1. In a bowl , whisk the eggs with the sugar
2. Melt the butter and add to the mix
3. Add 500ml milk
4. Whisk and combine the flour slowly ,in little amount.
5. Add the 500ml milk left – you can possibly add a good dash of dark rum at this point if desired
7. Let the batter stand for 1 hour

To make the crêpes

Heat your frying pan over a medium heat and oil with a little melted butter. Using a ladle or mug, pour some of your batter in and swirl the pan so that you thinly coat the bottom. Cook for about 45 secs – 1 minute (as the pan gets hotter your crêpes will cook faster!) until golden brown, and then use a spatula or similar to flip the crêpe over and cook the other side – about 30 seconds, or until it becomes freckled (the confident amongst you can flip the crêpe directly from the pan – and remember, the first one ALWAYS goes wrong)

Put the crêpes aside on a plate as you go along, and put a piece of foil over them to keep them warm and soft.
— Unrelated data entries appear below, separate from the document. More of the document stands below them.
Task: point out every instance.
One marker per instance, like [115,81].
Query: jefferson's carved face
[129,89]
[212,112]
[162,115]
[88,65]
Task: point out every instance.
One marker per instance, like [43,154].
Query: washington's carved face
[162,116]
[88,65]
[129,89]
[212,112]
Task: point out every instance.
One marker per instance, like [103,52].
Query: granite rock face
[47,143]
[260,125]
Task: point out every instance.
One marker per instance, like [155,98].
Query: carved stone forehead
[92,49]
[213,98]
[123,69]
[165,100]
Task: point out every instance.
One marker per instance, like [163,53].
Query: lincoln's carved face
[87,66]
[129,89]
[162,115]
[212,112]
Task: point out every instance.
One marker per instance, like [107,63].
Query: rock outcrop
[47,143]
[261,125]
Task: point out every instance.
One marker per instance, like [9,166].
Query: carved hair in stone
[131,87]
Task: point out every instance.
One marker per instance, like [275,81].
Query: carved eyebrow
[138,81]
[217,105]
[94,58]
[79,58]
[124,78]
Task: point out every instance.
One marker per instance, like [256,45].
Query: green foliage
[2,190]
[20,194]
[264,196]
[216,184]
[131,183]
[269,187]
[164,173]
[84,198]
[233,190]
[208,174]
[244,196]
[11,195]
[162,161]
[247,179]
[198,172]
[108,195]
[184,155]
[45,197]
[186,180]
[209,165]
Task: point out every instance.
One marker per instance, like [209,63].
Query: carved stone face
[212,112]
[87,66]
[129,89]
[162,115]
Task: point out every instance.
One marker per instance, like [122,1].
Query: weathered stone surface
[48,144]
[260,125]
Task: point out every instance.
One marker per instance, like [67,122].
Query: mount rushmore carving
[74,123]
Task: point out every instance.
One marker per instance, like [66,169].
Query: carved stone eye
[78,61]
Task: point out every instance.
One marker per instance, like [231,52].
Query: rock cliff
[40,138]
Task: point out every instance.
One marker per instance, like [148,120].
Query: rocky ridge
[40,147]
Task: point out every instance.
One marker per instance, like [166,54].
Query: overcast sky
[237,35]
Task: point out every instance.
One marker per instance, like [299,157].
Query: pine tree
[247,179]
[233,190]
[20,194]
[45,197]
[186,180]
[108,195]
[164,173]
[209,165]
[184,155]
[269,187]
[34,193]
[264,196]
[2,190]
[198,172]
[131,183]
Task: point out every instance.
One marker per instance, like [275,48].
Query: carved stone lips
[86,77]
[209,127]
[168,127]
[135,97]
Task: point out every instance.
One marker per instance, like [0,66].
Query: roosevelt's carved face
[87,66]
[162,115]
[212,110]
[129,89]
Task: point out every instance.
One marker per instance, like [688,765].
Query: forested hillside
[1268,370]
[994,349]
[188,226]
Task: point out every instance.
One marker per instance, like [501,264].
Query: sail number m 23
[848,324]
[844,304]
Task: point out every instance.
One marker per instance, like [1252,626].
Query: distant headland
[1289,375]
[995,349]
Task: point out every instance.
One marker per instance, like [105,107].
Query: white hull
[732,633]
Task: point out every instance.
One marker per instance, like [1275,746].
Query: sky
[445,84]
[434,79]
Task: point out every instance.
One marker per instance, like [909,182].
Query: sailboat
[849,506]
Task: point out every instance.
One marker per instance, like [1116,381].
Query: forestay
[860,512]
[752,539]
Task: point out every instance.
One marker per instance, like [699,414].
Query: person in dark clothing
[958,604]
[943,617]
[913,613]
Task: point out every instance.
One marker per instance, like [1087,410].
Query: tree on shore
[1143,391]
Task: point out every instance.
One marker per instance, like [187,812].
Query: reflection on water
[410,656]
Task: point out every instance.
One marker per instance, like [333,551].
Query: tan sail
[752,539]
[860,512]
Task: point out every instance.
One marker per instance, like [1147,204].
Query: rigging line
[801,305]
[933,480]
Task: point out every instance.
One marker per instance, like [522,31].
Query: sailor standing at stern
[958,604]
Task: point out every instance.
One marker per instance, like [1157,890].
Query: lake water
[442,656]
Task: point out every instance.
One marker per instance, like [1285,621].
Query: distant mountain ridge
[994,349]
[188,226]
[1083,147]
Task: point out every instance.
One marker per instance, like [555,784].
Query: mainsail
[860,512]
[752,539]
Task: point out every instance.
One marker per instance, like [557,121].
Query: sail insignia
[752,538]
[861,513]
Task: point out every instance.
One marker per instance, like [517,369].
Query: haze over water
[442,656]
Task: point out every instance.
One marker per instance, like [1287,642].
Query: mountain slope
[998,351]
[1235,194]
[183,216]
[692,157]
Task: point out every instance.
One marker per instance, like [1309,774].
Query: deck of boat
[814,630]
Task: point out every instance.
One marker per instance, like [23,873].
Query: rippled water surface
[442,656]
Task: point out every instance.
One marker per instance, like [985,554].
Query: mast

For the caramelised pineapple

  • 1 Pineapple
  • 100g salted butter
  • 200g caster sugar
  • 80 ml double cream
  • 20 ml spiced rum ( a little bit more if you like, or for an alcohol free dessert you could switch the rum for pineapple juice)
  • grated coconut, to serve
  1. Peel the pineapple and cut it in 2cm thick chunks.
  2. Set the hob to high heat.
  3. In a frying pan, melt the butter.
  4. Pour the sugar and the pineapple chunks .
  5. When chunks are caramelised on both sides, pour over the double cream and rum to stop the caramelisation.

To serve

Place 3-4 pineapple chunks or more on a folded pancake, pour over some caramel, and sprinkle with grated coconut.

Bon appétit!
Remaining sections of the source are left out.